Humans evolved under a full spectrum of natural light. We spent millions of years calibrated to it.

The indoor world we've built in the last century stripped most of that away leaving us under artificial spectra that does not serve our biology.

Red light therapy isn't about adding something new to your life. It's about giving your body back something it lost.

This article is for educational purposes and reflects current peer-reviewed research. It is not medical advice. Chroma devices are general wellness products designed to support your body's natural processes. If you have a medical condition, consult your healthcare provider.

Frequently Asked Questions

Is red light therapy safe? Yes. A 2025 expert consensus panel of 21 international dermatology researchers confirmed PBM as safe and effective for skin and dermatological wellness applications, noting that red and near-infrared light do not cause DNA damage or carry the risks associated with UV exposure. Side effects in clinical trials are rare and typically limited to mild, temporary warmth.

How long does it take to see results? It depends on what you're using it for.
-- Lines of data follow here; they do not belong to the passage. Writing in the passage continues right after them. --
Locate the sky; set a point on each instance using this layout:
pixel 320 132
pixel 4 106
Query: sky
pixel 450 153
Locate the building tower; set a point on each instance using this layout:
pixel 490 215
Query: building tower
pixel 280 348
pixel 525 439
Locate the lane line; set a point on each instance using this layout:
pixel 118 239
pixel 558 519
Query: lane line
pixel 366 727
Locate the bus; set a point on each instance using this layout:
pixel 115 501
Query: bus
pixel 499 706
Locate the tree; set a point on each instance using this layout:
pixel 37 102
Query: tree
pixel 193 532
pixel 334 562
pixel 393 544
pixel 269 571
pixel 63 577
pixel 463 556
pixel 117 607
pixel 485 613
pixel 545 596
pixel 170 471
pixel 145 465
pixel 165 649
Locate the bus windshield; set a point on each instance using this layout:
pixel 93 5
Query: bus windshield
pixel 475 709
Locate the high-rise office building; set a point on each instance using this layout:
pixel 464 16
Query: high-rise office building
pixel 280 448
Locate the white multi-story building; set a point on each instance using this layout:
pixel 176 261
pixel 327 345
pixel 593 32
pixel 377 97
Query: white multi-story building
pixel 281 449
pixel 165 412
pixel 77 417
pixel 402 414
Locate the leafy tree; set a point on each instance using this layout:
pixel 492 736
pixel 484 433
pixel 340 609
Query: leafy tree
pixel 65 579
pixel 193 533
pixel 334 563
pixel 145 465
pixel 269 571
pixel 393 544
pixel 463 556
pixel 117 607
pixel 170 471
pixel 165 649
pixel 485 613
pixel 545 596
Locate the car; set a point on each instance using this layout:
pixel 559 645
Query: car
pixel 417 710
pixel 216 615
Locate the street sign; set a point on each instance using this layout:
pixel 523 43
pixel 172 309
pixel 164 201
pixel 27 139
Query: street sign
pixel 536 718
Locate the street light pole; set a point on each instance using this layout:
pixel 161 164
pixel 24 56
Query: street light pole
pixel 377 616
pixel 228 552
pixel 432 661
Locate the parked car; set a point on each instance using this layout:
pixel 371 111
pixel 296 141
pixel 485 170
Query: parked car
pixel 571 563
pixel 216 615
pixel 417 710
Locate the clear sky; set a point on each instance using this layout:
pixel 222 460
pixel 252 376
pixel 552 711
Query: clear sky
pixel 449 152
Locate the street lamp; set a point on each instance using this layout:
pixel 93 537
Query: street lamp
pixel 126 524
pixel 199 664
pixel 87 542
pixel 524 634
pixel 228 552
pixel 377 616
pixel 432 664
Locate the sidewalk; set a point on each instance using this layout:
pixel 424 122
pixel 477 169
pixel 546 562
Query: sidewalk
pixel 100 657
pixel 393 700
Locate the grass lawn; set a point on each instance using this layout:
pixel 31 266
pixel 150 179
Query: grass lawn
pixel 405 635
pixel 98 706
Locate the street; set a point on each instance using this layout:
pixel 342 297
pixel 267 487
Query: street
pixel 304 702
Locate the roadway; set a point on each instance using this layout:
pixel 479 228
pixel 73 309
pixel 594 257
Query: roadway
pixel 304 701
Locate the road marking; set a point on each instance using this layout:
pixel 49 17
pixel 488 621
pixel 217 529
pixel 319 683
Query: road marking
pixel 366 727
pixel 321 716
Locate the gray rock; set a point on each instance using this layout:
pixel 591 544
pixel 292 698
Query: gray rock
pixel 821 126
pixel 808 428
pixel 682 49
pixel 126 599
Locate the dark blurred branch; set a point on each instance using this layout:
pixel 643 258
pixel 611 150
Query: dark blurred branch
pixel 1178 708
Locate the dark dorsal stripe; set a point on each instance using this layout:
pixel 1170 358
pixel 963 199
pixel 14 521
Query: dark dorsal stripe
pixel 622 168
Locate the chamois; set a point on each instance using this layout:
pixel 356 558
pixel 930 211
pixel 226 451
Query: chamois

Skin improvements are often noticeable within 4–8 weeks of consistent use. Hair density changes typically require 16+ weeks. Joint comfort and exercise recovery benefits can appear within days to weeks. Sleep benefits from evening red light use are often noticed within the first week.

Can I use red light therapy every day? For most applications, yes, but more isn't always better. Many successful clinical studies used every-other-day protocols, and some showed better results with less frequent use. Listen to your body and adjust accordingly.

Does red light therapy work through clothing? Thin, light-colored fabrics allow some transmission, but direct skin exposure ensures the most consistent delivery. For deeper targets (joints, muscles), NIR wavelengths penetrate further but still work best with bare skin contact.

What's the difference between red light therapy and infrared saunas? They're quite different. Red light therapy uses specific therapeutic bands of light at intensities designed to trigger photobiomodulation. Infrared saunas use far-infrared wavelengths, primarily to generate heat. The mechanisms, wavelengths, and biological effects are distinct.  We’ll go into more detail on this later.